無論、三つ目の最も険しい道に比べればはるかに楽なものだろうが。

………第一、私が欲しいのは諜報機関だ。この時代、普通の忍びというのは里に暮らし、普段は農民として生きている。しかし対価を渡すことによって、彼らは農民から忍びへと姿を変え、時に情報を集め、時にその武力を持って戦に臨む。

情報収集に優れた傭兵集団、それが戦国時代の忍びの在り方である。

多少形式が異なるが、小夜がそうであるように、商人として市井に紛れる者もいる。彼らは忍びに属し、商人として得られる情報を密かに届ける。

しかし、だ。この時代のそう言った斥候たちは、その土地に暮らし、その土地の中に骨を沈めることすらある。その中で諜報任務を忘れ、只人となり、死んでいく―――この時代、そう言ったことも割とざらにあるのである。

私はそんな中途半端な忍びなど要らない。欲しいのは、それこそ現代の諜報機関の様な、情報という金にすら勝る宝を確実に入手し、届けることのできる顔も栄誉もない兵士なのだ。

その道を歩くのに、特別に憧れるような餓鬼が務まるものか。


「まあ、断定するのはまだ早計でしょうが」


小さく、本当に小さくそう呟く。誰にも聞こえない程度の囁きで。

私は子犬に期待していない。反骨心だけで安全な鳥籠を飛び出そうとする考えなしだ。

―――けれど。あれは、無鉄砲であっても一歩踏み出したのだ。先の見えないくらやみに、阿呆なりに進んだのだ。なれば、その度胸だけは、評価できる。

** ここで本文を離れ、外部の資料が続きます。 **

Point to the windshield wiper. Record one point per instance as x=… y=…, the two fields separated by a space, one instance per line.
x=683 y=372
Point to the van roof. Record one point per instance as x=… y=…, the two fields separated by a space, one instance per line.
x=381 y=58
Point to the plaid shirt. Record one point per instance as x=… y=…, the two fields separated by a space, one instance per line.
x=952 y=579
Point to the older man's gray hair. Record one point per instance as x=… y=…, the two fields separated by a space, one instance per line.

歩くだけの足はある。前を見据える瞳はある。あとはその心と、覚悟だけ。

一度、徹底的に蹴落として。それで上がってこなければその程度。喰らい付くならば、使えるかどうかの判断はしてやろうじゃないか。

尤も、先に判断を確かめるべきは、この遊郭の主にして、仕込み(・・・)を行える忘八なのだが。


「答えを聞きましょう。先送りすることは認めません。今、ここで答えを述べなさい」


扇子を掴み、男の顔をへと向ける、

………ようやっと。ざんばら髪の忘八が顔を上げた。